« Vu la densité des vestiges trouvés lorsque l’on a fait les tranchées pour le diagnostic, on se doutait qu’on allait trouver des choses », se réjouit Jennifer Clerget, archéologue pour l’Institut national de recherches archéologiques préventives (Inrap). Dans cette rue de Famars (59), à quelques kilomètres de Valenciennes, les pelleteuses, brouettes et pelles s’agitent en creusant le sol à la recherche de traces antiques. « Nous faisons du sauvetage de vestiges, ajoute l’archéologue. Ce qui est trouvé est lavé, trié, inventorié, photographié et conservé. » Lorsque les équipes de l’Inrap quitteront les lieux, un particulier construira sa maison sur ce terrain chargé d’histoire. Pour l’instant, il patiente tandis que Jennifer Clerget et ses collègues enquêtent. « On se trouve au bord d’une voie, il nous reste à découvrir ce qui la borde. »

Raphaël Clotuche fouille dans le secteur depuis près de 20 ans. « Déjà, les écrits du XIVe prouvent qu’il y a des choses à Famars, remarque-t-il. Sous Louis XIV, le peintre Antoine Watteau ramenait à Paris ce que les paysans trouvaient dans les champs en labourant : on a une tête d’aigle, un bouc, une statue d’Apollon. » Ces objets nous emmènent dans l’Antiquité, au Ie siècle de notre ère, lorsque Famars s’appelait Fanum Martis. L’Escaut et la Rhonelle sont navigables, les terres sont plutôt bonnes, l’emplacement est stratégique. La cité occupe jusqu’à 200 hectares, dont 10 % ont été explorés par l’Inrap, faisant de cette agglomération antique la plus fouillée de France. Raphaël Clotuche est intarissable sur le sujet. Il décrit la vie d’antan, dont chaque objet retrouvé permet d’en saisir davantage d’aspects. « On a retrouvé des résidus de battage de céréales, des traces d’élevage de chevaux, des morceaux de cochons, donc destinés à l’export », cite-t-il. Des traces de la présence de grands contrôleurs d’impôts sont retrouvées : on en déduit que la ville concentre alors une activité économique importante. « Plus de 1 000 hectares de céréales dépendent directement de la cité, poursuit Raphaël Clotuche. Elles nourrissent la ville et sont exportées. » Famars produit également de la céramique avec l’argile de Bavay et les amphores qui sont ensuite fabriquées sont retrouvées à la frontière allemande, en Suisse et Outre-Manche.
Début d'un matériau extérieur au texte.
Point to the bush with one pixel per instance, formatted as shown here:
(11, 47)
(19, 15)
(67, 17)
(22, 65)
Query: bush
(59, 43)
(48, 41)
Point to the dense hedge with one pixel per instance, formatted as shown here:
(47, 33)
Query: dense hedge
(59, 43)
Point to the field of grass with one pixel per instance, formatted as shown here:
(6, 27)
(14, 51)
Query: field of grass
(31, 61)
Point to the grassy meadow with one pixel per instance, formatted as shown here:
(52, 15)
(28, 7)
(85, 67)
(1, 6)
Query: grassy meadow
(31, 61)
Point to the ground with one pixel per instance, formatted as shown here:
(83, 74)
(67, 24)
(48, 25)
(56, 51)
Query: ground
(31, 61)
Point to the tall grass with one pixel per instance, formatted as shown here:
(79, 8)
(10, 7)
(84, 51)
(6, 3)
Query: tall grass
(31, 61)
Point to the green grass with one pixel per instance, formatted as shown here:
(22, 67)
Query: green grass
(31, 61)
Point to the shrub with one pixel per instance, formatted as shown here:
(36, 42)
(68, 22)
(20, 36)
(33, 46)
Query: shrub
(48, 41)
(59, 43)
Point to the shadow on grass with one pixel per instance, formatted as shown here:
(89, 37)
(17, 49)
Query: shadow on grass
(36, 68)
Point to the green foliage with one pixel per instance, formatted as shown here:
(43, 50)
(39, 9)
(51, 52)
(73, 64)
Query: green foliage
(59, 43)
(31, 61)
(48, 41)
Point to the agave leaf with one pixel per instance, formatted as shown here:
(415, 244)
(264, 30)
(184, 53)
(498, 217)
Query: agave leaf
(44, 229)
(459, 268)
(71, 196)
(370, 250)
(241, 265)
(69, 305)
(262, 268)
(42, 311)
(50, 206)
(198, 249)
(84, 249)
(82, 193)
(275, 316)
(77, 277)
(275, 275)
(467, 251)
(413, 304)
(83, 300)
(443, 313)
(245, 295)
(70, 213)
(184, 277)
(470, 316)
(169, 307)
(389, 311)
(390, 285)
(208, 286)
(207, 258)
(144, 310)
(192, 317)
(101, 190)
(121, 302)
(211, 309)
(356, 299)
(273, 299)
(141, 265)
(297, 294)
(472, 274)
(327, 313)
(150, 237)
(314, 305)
À l’intérieur, on y stocke un liquide fabriqué avec des céréales… « De la bière ou de la cervoise », suppose l’archéologue. Vers les années 100 à 120, la ville est quadrillée, signe de la densité de sa population, un forum et un théâtre sont localisés lors de fouilles archéologiques. « On fabrique aussi de la colle avec les os des bœufs abattus à Famars. Ils viennent des campagnes voisines, sans doute de quartiers pas encore étudiés. » En revanche, pas une trace de poulets complets dans les zones déjà fouillées. « Ils arrivent certainement découpés après avoir été tués ailleurs. »

Et puis le Bas empire marque la transformation de la ville en un centre militaire. Des fortifications sont construites, les populations sont déplacées « on ne sait où », les militaires – des soldats paysans – arrivent pour cultiver des parcelles lorsqu’ils ne sont pas mobilisés pour l’armée. « Des lots de féveroles ont été retrouvés, carbonisés par un incendie, et nous montrent que la féverole était déjà cultivée. » De l’époque carolingienne et du Moyen-Âge, peu de traces. Famars redevient un petit village. Une chance pour l’archéologie. « C’est ce qui a permis de sauvegarder les traces romaines. » Aujourd’hui, faux, fossiles, scies, hipposandales et serpes, sont précieusement conservées par l’Inrap à Achicourt (62).